"Das kann ja heiter werden", muss sich Premierminister Bart De Wever denken. Der N-VA-Politiker dürfte eine Art Déjà-Vu haben, nach dem Motto: Nach den Regierungsverhandlungen ist vor den Regierungsverhandlungen. Fakt ist: Der Haushalt, auf den sich die Arizona-Parteien Ende Januar geeinigt haben, ist eigentlich schon hinfällig, für die Tonne. Zumindest was die Zahl angeht, die unter dem Additionsstrich stand, sie ist überholt.
Freitag wird eine neue Rechnung auf den Regierungstisch flattern, die bislang noch nicht eingepreist war: Dann soll Verteidigungsminister Theo Francken seinen Plan vorlegen, der eine spürbare Erhöhung der Rüstungsausgaben vorsieht, von acht auf zwölf Milliarden Euro.

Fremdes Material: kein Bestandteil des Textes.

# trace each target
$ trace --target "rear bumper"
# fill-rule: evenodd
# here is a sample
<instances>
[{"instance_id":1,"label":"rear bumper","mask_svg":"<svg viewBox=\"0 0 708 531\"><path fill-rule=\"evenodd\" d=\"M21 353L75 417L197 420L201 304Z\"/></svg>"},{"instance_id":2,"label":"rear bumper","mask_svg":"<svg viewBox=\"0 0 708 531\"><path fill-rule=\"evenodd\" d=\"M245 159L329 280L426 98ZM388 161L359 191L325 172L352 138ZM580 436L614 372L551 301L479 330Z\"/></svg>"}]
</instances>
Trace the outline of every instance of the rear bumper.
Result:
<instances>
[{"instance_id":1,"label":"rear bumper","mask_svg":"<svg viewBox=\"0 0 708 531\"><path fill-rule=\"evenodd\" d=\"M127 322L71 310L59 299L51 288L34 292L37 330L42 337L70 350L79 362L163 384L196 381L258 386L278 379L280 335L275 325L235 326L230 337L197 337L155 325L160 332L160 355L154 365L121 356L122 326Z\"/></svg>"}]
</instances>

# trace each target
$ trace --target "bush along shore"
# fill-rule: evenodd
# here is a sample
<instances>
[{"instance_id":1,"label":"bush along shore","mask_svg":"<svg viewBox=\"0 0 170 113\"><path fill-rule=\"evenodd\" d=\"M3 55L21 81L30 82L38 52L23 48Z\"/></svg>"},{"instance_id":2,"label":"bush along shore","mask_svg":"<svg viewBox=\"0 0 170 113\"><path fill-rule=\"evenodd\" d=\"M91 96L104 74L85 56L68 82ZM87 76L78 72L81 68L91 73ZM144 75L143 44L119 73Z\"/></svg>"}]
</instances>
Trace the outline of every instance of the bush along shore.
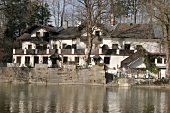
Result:
<instances>
[{"instance_id":1,"label":"bush along shore","mask_svg":"<svg viewBox=\"0 0 170 113\"><path fill-rule=\"evenodd\" d=\"M110 75L113 76L113 75ZM133 86L133 87L167 87L170 88L169 79L134 79L115 77L107 82L102 66L89 69L75 68L47 68L37 66L27 67L1 67L0 82L6 83L42 83L42 84L85 84L105 86Z\"/></svg>"},{"instance_id":2,"label":"bush along shore","mask_svg":"<svg viewBox=\"0 0 170 113\"><path fill-rule=\"evenodd\" d=\"M105 84L105 71L101 66L89 69L47 68L37 66L1 67L0 82L8 83L45 83L45 84Z\"/></svg>"}]
</instances>

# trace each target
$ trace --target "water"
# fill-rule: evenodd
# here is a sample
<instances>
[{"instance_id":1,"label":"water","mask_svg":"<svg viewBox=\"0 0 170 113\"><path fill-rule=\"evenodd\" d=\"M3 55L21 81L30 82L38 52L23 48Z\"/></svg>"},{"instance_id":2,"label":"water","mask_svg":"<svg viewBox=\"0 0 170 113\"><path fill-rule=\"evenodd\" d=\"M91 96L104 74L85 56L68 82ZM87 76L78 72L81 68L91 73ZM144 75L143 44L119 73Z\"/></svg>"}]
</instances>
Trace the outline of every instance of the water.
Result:
<instances>
[{"instance_id":1,"label":"water","mask_svg":"<svg viewBox=\"0 0 170 113\"><path fill-rule=\"evenodd\" d=\"M170 89L1 83L0 113L170 113Z\"/></svg>"}]
</instances>

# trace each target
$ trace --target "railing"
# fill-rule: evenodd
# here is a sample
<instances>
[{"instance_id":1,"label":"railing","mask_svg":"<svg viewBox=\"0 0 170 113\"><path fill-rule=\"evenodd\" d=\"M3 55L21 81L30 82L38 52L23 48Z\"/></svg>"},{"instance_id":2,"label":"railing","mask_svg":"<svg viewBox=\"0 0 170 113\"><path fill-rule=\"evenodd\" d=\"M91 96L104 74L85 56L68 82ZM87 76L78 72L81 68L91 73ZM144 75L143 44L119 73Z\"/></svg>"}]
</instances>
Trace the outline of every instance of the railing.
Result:
<instances>
[{"instance_id":1,"label":"railing","mask_svg":"<svg viewBox=\"0 0 170 113\"><path fill-rule=\"evenodd\" d=\"M76 55L84 55L85 49L75 49L74 54Z\"/></svg>"},{"instance_id":2,"label":"railing","mask_svg":"<svg viewBox=\"0 0 170 113\"><path fill-rule=\"evenodd\" d=\"M92 49L91 54L92 55L98 55L99 54L99 49Z\"/></svg>"},{"instance_id":3,"label":"railing","mask_svg":"<svg viewBox=\"0 0 170 113\"><path fill-rule=\"evenodd\" d=\"M72 49L61 49L61 54L63 55L71 55Z\"/></svg>"},{"instance_id":4,"label":"railing","mask_svg":"<svg viewBox=\"0 0 170 113\"><path fill-rule=\"evenodd\" d=\"M131 56L127 57L121 62L121 67L126 66L127 64L131 63L134 60L137 60L138 58L142 57L145 53L144 49L138 50L136 53L132 54Z\"/></svg>"}]
</instances>

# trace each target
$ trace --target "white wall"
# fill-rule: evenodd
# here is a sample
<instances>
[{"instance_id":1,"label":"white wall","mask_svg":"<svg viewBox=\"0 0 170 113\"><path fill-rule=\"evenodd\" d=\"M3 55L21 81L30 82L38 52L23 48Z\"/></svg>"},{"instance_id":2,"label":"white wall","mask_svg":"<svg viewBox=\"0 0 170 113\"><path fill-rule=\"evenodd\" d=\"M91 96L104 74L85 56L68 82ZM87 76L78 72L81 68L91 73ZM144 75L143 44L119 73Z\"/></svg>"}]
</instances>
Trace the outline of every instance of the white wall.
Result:
<instances>
[{"instance_id":1,"label":"white wall","mask_svg":"<svg viewBox=\"0 0 170 113\"><path fill-rule=\"evenodd\" d=\"M36 37L36 32L40 32L40 36L43 36L43 32L47 32L47 31L45 29L43 29L43 28L34 29L31 32L31 37Z\"/></svg>"},{"instance_id":2,"label":"white wall","mask_svg":"<svg viewBox=\"0 0 170 113\"><path fill-rule=\"evenodd\" d=\"M124 44L130 44L131 50L136 48L136 45L142 45L144 49L151 53L161 52L160 39L132 39L132 38L107 38L103 39L103 44L107 44L109 48L112 48L112 44L118 44L119 49L124 49Z\"/></svg>"},{"instance_id":3,"label":"white wall","mask_svg":"<svg viewBox=\"0 0 170 113\"><path fill-rule=\"evenodd\" d=\"M28 45L32 45L32 49L36 48L36 45L34 43L31 43L30 41L24 41L22 42L22 49L28 49Z\"/></svg>"},{"instance_id":4,"label":"white wall","mask_svg":"<svg viewBox=\"0 0 170 113\"><path fill-rule=\"evenodd\" d=\"M20 67L25 66L25 57L30 57L30 65L34 66L34 56L39 57L39 63L43 63L43 57L50 57L50 55L13 55L14 63L17 63L17 57L21 57Z\"/></svg>"},{"instance_id":5,"label":"white wall","mask_svg":"<svg viewBox=\"0 0 170 113\"><path fill-rule=\"evenodd\" d=\"M129 65L130 68L146 68L145 64L144 64L144 59L143 58L139 58L136 61L132 62Z\"/></svg>"}]
</instances>

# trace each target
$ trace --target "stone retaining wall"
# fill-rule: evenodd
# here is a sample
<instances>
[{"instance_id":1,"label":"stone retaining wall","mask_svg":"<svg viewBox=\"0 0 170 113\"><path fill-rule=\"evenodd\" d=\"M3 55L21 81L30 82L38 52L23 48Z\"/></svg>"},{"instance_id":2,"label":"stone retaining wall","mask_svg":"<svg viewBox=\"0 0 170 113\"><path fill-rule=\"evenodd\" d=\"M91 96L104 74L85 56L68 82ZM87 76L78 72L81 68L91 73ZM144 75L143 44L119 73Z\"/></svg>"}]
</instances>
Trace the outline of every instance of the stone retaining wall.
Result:
<instances>
[{"instance_id":1,"label":"stone retaining wall","mask_svg":"<svg viewBox=\"0 0 170 113\"><path fill-rule=\"evenodd\" d=\"M0 82L12 83L57 83L57 84L105 84L103 67L91 69L48 68L36 65L35 68L1 67Z\"/></svg>"}]
</instances>

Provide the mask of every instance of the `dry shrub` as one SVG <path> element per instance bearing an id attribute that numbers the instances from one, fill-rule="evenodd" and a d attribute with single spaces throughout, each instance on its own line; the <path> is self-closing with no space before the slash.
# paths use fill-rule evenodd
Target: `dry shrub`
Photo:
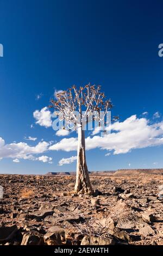
<path id="1" fill-rule="evenodd" d="M 22 197 L 22 198 L 28 198 L 34 193 L 34 192 L 33 190 L 29 188 L 24 188 L 21 191 L 20 196 L 21 197 Z"/>

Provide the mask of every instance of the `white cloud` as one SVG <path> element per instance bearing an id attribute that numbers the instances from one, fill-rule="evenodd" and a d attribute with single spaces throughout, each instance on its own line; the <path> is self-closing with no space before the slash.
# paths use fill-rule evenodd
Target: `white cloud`
<path id="1" fill-rule="evenodd" d="M 127 153 L 131 149 L 163 145 L 163 122 L 150 124 L 146 118 L 131 115 L 123 122 L 111 125 L 112 132 L 104 137 L 88 137 L 85 140 L 87 150 L 99 148 L 113 150 L 114 154 Z M 76 150 L 77 138 L 64 138 L 51 145 L 52 150 Z"/>
<path id="2" fill-rule="evenodd" d="M 47 156 L 39 156 L 39 157 L 36 157 L 35 160 L 41 161 L 41 162 L 43 162 L 43 163 L 49 162 L 49 163 L 52 163 L 52 158 L 49 157 Z"/>
<path id="3" fill-rule="evenodd" d="M 57 136 L 67 136 L 69 135 L 70 131 L 67 130 L 60 129 L 58 130 L 55 133 Z"/>
<path id="4" fill-rule="evenodd" d="M 25 137 L 24 139 L 26 139 L 27 141 L 35 141 L 37 139 L 37 138 L 35 138 L 34 137 L 31 137 L 31 136 L 28 136 L 27 138 Z"/>
<path id="5" fill-rule="evenodd" d="M 63 92 L 63 90 L 55 90 L 55 92 L 54 92 L 54 96 L 55 97 L 55 98 L 56 99 L 58 99 L 58 97 L 57 97 L 57 94 L 58 93 L 62 93 Z"/>
<path id="6" fill-rule="evenodd" d="M 96 134 L 99 133 L 101 131 L 101 127 L 96 127 L 95 129 L 93 130 L 92 133 L 92 135 L 96 135 Z"/>
<path id="7" fill-rule="evenodd" d="M 69 164 L 70 163 L 73 163 L 77 160 L 77 157 L 71 156 L 69 158 L 62 158 L 61 159 L 58 163 L 59 166 L 62 166 L 63 164 Z"/>
<path id="8" fill-rule="evenodd" d="M 42 96 L 43 96 L 43 94 L 42 94 L 42 93 L 40 93 L 40 94 L 37 94 L 37 95 L 36 95 L 36 100 L 40 100 L 40 99 L 42 97 Z"/>
<path id="9" fill-rule="evenodd" d="M 64 150 L 67 152 L 76 150 L 77 149 L 78 139 L 77 138 L 64 138 L 49 147 L 50 150 Z"/>
<path id="10" fill-rule="evenodd" d="M 40 111 L 39 110 L 34 111 L 33 116 L 36 120 L 36 124 L 46 128 L 52 126 L 52 113 L 47 107 L 42 108 Z"/>
<path id="11" fill-rule="evenodd" d="M 105 156 L 110 156 L 110 155 L 111 155 L 111 153 L 107 153 L 107 154 L 105 154 Z"/>
<path id="12" fill-rule="evenodd" d="M 17 159 L 17 158 L 15 159 L 14 159 L 13 160 L 13 162 L 14 163 L 19 163 L 20 162 L 20 161 L 18 159 Z"/>
<path id="13" fill-rule="evenodd" d="M 153 118 L 159 118 L 160 117 L 161 115 L 158 112 L 155 112 L 153 115 Z"/>
<path id="14" fill-rule="evenodd" d="M 0 158 L 33 160 L 35 157 L 34 155 L 47 151 L 49 146 L 49 144 L 45 141 L 39 142 L 34 147 L 24 142 L 5 144 L 4 140 L 0 137 Z"/>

Auf diese Weise erreicht Belgien dann das Zwei-Prozent-Ziel der Nato, wenn auch erstmal nur auf dem Papier. Kurz nachgerechnet: Belgien wird in diesem Jahr ein Bruttoinlandsprodukt von etwas mehr als 600 Milliarden Euro verzeichnen. Zwei Prozent von 600 Milliarden, das sind tatsächlich zwölf Milliarden Euro.
Wie dem auch sei: Diese Selbstverpflichtung muss bis spätestens Sommer in Beton gegossen sein. Denn die Schonfrist ist vorbei. Belgien gehörte bislang - was die Verteidigungsausgaben anging - zu den schlechtesten Schülern, hatte dabei aber nicht wirklich ein schlechtes Gewissen. Doch verstehen die Partner da inzwischen keinen Spaß mehr; und das gilt längst nicht mehr nur für die USA. Das bestätigte auch Außenminister Maxime Prévot vor einigen Tagen in der VRT: Unsere Verbündeten haben es satt, sind mit ihrer Geduld am Ende. Das Zwei-Prozent-Ziel ist jetzt ein absolutes Muss.
Drohungen
Die Folterinstrumente liegen schon parat: Diverse Drohungen stehen im Raum. Man hörte schon die Idee, dass die belgischen Vertreter beim nächsten Nato-Gipfel draußen bleiben müssten. Schlimmer noch: Wie die Zeitung Het Laatste Nieuws berichtet, hat die Nato auch schon darüber nachgedacht, die eine oder andere ihrer Agenturen aus Brüssel abzuziehen und in ein anderes Land zu verlegen. Ganz offensichtlich ist jetzt Schluss mit lustig.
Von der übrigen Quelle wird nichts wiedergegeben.